Code review. Fix float comparisons. Pass clamp args in a buffer

alsepkow · alsepkow · commit abd5649764cd · 2025-04-17T18:07:26.000-07:00
diff --git a/include/dxc/Test/HlslTestUtils.h b/include/dxc/Test/HlslTestUtils.h
@@ -470,15 +470,19 @@ inline bool GetTestParamUseWARP(bool defaultVal) {
 
 #ifdef FP_SUBNORMAL
 
-inline bool isdenorm(float f) { return FP_SUBNORMAL == std::fpclassify(f); }
+template <typename T = float>
+inline bool isdenorm(T f) {
+  return FP_SUBNORMAL == std::fpclassify(f);
+}
 
 #else
 
-inline bool isdenorm(float f) {
-  return (std::numeric_limits<float>::denorm_min() <= f &&
-          f < std::numeric_limits<float>::min()) ||
-         (-std::numeric_limits<float>::min() < f &&
-          f <= -std::numeric_limits<float>::denorm_min());
+template <typename T = float>
+inline bool isdenorm(T f) {
+  return (std::numeric_limits<T>::denorm_min() <= f &&
+          f < std::numeric_limits<T>::min()) ||
+         (-std::numeric_limits<T>::min() < f &&
+          f <= -std::numeric_limits<T>::denorm_min());
 }
 
 #endif // FP_SUBNORMAL
@@ -526,6 +530,31 @@ inline bool isnanFloat16(uint16_t val) {
 uint16_t ConvertFloat32ToFloat16(float val) throw();
 float ConvertFloat16ToFloat32(uint16_t val) throw();
 
+inline bool CompareDoubleULP(
+    const double &fsrc, const double &fref, int64_t ULPTolerance,
+    hlsl::DXIL::Float32DenormMode mode = hlsl::DXIL::Float32DenormMode::Any) {
+  if (fsrc == fref) {
+    return true;
+  }
+  if (std::isnan(fsrc)) {
+    return std::isnan(fref);
+  }
+
+  if (mode == hlsl::DXIL::Float32DenormMode::Any) {
+    // If denorm expected, output can be sign preserved zero. Otherwise output
+    // should pass the regular ulp testing.

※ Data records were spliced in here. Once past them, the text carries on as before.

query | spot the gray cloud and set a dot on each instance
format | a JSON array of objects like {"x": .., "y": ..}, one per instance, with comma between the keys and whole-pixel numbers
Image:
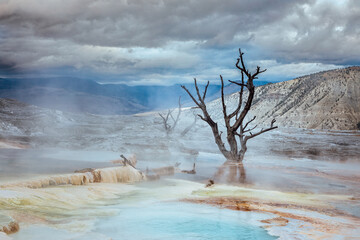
[{"x": 138, "y": 36}]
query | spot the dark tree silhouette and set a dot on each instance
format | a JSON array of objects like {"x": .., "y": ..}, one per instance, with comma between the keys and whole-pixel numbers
[
  {"x": 236, "y": 127},
  {"x": 169, "y": 128}
]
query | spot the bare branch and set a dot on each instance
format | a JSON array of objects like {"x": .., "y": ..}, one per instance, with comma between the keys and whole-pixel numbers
[
  {"x": 223, "y": 100},
  {"x": 192, "y": 97},
  {"x": 207, "y": 85},
  {"x": 248, "y": 123},
  {"x": 240, "y": 84},
  {"x": 250, "y": 129}
]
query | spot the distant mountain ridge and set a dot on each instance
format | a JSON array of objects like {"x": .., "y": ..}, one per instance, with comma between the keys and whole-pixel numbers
[
  {"x": 325, "y": 100},
  {"x": 84, "y": 95}
]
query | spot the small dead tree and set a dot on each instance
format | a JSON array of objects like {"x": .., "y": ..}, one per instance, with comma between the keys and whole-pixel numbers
[
  {"x": 235, "y": 123},
  {"x": 169, "y": 128}
]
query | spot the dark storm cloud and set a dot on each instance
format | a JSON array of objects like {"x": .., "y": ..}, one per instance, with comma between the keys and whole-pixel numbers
[{"x": 138, "y": 36}]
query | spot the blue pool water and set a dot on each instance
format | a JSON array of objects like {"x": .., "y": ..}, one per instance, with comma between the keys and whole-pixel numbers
[{"x": 178, "y": 220}]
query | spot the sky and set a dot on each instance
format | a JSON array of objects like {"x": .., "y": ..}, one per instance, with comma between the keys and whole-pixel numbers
[{"x": 165, "y": 42}]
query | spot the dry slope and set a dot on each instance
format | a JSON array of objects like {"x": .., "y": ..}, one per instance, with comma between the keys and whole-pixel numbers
[{"x": 325, "y": 100}]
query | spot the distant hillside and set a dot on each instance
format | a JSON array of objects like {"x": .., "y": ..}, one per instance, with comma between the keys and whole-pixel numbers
[
  {"x": 84, "y": 95},
  {"x": 325, "y": 100}
]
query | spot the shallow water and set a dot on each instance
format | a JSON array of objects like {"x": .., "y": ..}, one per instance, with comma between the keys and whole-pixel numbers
[{"x": 145, "y": 211}]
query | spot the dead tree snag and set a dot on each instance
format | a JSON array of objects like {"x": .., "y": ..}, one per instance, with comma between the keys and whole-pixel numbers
[
  {"x": 169, "y": 128},
  {"x": 237, "y": 128}
]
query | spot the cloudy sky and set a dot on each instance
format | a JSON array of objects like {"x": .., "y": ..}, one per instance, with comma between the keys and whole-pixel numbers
[{"x": 172, "y": 41}]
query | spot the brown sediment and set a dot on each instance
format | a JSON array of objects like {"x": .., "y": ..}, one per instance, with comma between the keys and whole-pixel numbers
[
  {"x": 12, "y": 227},
  {"x": 278, "y": 221},
  {"x": 320, "y": 225},
  {"x": 122, "y": 174},
  {"x": 164, "y": 171},
  {"x": 12, "y": 144}
]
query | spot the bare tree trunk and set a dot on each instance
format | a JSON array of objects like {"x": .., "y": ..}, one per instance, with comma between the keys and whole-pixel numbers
[{"x": 239, "y": 129}]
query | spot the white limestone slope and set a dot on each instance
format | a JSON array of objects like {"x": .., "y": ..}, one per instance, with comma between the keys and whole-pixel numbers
[{"x": 325, "y": 100}]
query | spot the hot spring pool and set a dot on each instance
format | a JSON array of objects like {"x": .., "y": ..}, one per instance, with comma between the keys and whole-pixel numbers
[{"x": 143, "y": 213}]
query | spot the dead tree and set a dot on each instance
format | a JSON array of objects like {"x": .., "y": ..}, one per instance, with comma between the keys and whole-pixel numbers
[
  {"x": 236, "y": 127},
  {"x": 169, "y": 128},
  {"x": 188, "y": 128}
]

+    if (isdenorm(fref) && fsrc == 0 && std::signbit(fsrc) == std::signbit(fref))
+      return true;
+  }
+
+  // For FTZ or Preserve mode, we should get the expected number within
+  // ULPTolerance for any operations.
+  int64_t diff = *((const DWORD64 *)&fsrc) - *((const DWORD64 *)&fref);
+
+  int64_t uDiff = diff < 0 ? -diff : diff;
+  return uDiff <= (unsigned int)ULPTolerance;
+}
+
 inline bool CompareFloatULP(
     const float &fsrc, const float &fref, int ULPTolerance,
     hlsl::DXIL::Float32DenormMode mode = hlsl::DXIL::Float32DenormMode::Any) {
diff --git a/tools/clang/unittests/HLSLExec/ExecutionTest.cpp b/tools/clang/unittests/HLSLExec/ExecutionTest.cpp
@@ -628,7 +628,6 @@ class ExecutionTest {
   bool m_D3DInitCompleted = false;
   bool m_ExperimentalModeEnabled = false;
   bool m_AgilitySDKEnabled = false;
-  bool m_HLKModeEnabled = false; // Prevent skip logic when running HLK tests.
 
   const float ClearColor[4] = {0.0f, 0.2f, 0.4f, 1.0f};
 
@@ -672,13 +671,6 @@ class ExecutionTest {
       } else {
         LogCommentFmt(L"Debug layer enabled.");
       }
-
-      hr = WEX::TestExecution::RuntimeParameters::TryGetValue(L"HLKModeEnabled",
-                                                              m_HLKModeEnabled);
-
-      if (SUCCEEDED(hr) && m_HLKModeEnabled) {
-        LogCommentFmt(L"HLK mode enabled.");
-      }
     }
 
     return true;
@@ -11433,6 +11425,9 @@ template <typename T> struct LongVectorOpTestConfig {
   LongVectorOpTestConfig(LongVectorOpType OpType) : OpType(OpType) {
     IntrinsicString = "";
 
+    if (IsFloatingPointType())
+      Tolerance = 1;
+
     switch (OpType) {
     case LongVectorOpType_ScalarAdd:
       OperatorString = "+";
@@ -11457,6 +11452,7 @@ template <typename T> struct LongVectorOpTestConfig {
       IntrinsicString = "max";
       break;
     case LongVectorOpType_Clamp:
+      OperatorString = ",";
       IntrinsicString = "TestClamp";
       IsBinaryOp = false;
       break;
@@ -11469,6 +11465,12 @@ template <typename T> struct LongVectorOpTestConfig {
     }
   }
 
+  bool IsFloatingPointType() const {
+    return std::is_same_v<T, float> ||
+           std::is_same_v<T, double> ||
+           std::is_same_v<T, HLSLHalf_t>;
+  }
+
   // A helper to get the hlsl type as a string for a given C++ type.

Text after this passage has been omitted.